Por ese motivo, Corominas da inicio a su libro hablando de que el siglo XXI vive pegado al “presentismo”, como si el pasado no hubiera existido, y pone a Barcelona como mayor ejemplo de ello. “Cúspide de una economía basada en un turismo low cost donde no importa tanto el contenido como el continente, casi siempre monetario, Barcelona se preocupa poco o nada por transmitir su historia, que siempre utiliza dos motores, Antoni Gaudí y Leo Messi, modernismo y fútbol, sin considerar lo demás”, afirma de manera implacable pero innegable.

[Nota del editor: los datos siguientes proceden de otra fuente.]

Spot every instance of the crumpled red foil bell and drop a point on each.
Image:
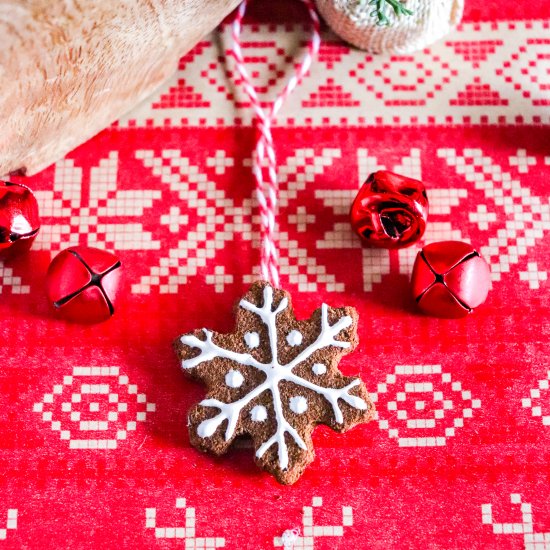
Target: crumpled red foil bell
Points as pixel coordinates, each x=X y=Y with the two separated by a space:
x=390 y=210
x=19 y=219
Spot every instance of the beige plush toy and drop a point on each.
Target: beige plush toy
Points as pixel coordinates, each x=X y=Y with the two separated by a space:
x=69 y=69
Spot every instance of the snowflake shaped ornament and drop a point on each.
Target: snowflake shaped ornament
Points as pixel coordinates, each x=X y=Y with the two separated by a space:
x=274 y=378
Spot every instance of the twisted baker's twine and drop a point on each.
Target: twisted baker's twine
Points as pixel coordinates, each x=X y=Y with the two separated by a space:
x=267 y=191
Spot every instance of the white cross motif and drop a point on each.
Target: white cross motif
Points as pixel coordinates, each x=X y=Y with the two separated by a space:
x=532 y=539
x=292 y=538
x=192 y=542
x=535 y=401
x=11 y=523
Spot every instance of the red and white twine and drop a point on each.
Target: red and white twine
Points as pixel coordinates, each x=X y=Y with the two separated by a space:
x=267 y=191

Corominas, en su afán por explica la ciudad y sus transformaciones desde lo violento, divide su investigación en tres partes. La primera corresponde a la violencia política y al siglo XIX, en concreto, desde 1835, “cuando las bullangas advirtieron de un nuevo paradigma, con la clase obrera como santo y seña de problemáticas futuras, en progresiva evolución al avanzar la centuria”. El siglo estuvo marcado, así pues, por la organización del proletariado, afín al uso de explosivos para conseguir relevancia y expandir mejor el mensaje revolucionario.
Década a década
Es más, “el estudio de la crónica negra en los rotativos del Novecientos nos aporta impecables ejemplos para tomar el pulso a esa sociedad”. De esta forma, como desarrolla en el segundo tramo del libro, a la primera plana saltó el sensacionalismo para satisfacer las ansias morbosas del lector. Y casos no faltaban, pues hubo algunos notorios basados en lo político, como el relacionado con Enriqueta Martí, que “fue un chivo expiatorio para condenar a toda una clase social tras la Semana Trágica”.

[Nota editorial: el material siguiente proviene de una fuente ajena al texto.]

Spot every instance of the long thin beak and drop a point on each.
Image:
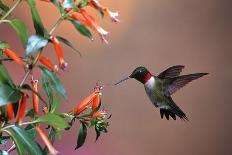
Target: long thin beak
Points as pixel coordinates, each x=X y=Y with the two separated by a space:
x=122 y=80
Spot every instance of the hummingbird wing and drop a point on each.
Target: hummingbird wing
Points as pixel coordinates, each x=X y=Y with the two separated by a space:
x=171 y=109
x=171 y=72
x=175 y=83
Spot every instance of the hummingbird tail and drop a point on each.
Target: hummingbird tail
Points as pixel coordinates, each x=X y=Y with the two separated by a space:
x=172 y=110
x=178 y=82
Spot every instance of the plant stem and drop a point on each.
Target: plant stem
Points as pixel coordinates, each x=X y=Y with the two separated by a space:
x=12 y=125
x=10 y=10
x=40 y=52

Asimismo, conoceremos cómo en los años cuarenta se pretendió una España limpia de crímenes, obligándose a la prensa “a un relativo silencio, desmentido al desmenuzar las hemerotecas”; los medios de comunicación, en un momento dado, “dieron prioridad a los crímenes donde los extranjeros eran los culpables, para dignificar la imagen del español en oposición a los escasos visitantes y forasteros residentes en Barcelona”. Así las cosas, Corominas no solo nos cuenta casos específicos de violencia, sino que con ellos va ilustrando cómo la ciudad y sus costumbres e intereses se fue desarrollando.
Habrá, por supuesto, casos de personas despiadadas que cometen fechorías por el mero hecho de hacerlas, como José Ignacio Orduña, el violador de Lesseps, que nos colocan ya en un ámbito de trastornos mentales. Ya en los años ochenta, en la época preolímpica, tenemos una conflictividad carcelaria que se mezcla con la acción de mafias internacionales, “mientras la violencia de género aún no es tratada como tal, y lo mismo acaecía con la ejercida contra el colectivo LGTBI, aún una rareza sin derecho a ningún tipo de respeto ni consideración penal”.

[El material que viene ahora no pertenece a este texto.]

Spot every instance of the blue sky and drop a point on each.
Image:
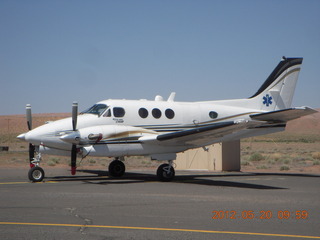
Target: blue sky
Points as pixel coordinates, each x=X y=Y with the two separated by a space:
x=55 y=52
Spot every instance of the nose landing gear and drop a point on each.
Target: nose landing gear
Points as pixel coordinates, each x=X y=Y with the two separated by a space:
x=36 y=173
x=116 y=168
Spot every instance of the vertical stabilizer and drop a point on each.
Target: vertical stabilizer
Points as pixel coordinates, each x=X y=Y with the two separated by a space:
x=277 y=91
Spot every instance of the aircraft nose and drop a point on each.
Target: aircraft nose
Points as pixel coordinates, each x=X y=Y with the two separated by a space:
x=22 y=136
x=73 y=138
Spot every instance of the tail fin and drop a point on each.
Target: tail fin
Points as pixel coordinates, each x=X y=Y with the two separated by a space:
x=277 y=91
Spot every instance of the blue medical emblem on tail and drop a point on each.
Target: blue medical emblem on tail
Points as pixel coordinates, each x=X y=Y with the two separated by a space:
x=267 y=100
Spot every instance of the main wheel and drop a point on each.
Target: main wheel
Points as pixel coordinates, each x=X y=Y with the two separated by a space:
x=116 y=168
x=165 y=173
x=36 y=174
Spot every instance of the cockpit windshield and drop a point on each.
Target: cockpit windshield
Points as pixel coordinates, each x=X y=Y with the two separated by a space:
x=96 y=109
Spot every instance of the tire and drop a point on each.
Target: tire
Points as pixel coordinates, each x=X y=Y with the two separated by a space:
x=116 y=168
x=36 y=174
x=163 y=174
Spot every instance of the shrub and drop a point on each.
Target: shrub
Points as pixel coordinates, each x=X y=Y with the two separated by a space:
x=284 y=168
x=256 y=157
x=316 y=155
x=262 y=167
x=316 y=162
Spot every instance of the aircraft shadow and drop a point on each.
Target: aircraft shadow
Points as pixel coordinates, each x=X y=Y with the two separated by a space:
x=101 y=177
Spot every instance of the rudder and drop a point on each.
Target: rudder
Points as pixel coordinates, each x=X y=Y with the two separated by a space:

Y así llegamos a la tercera parte del estudio, centrado en la refundación de Barcelona, cuando la violencia criminal se funde con la política: “Los errores de los dos pasajes fronterizos entre el Guinardó y el Camp de l’Arpa nos hablan de carencias en nuestro sistema educativo”; por otro lado, aparecen las bandas juveniles y un caso ocurrido en el centro comercial Maremagnum, “donde el ecuatoriano Wilson Pacheco murió ahogado, lanzado al agua por algunos porteros de discoteca”. Un crimen que implicó la reglamentación de esa actividad nocturna y sacudió conciencias.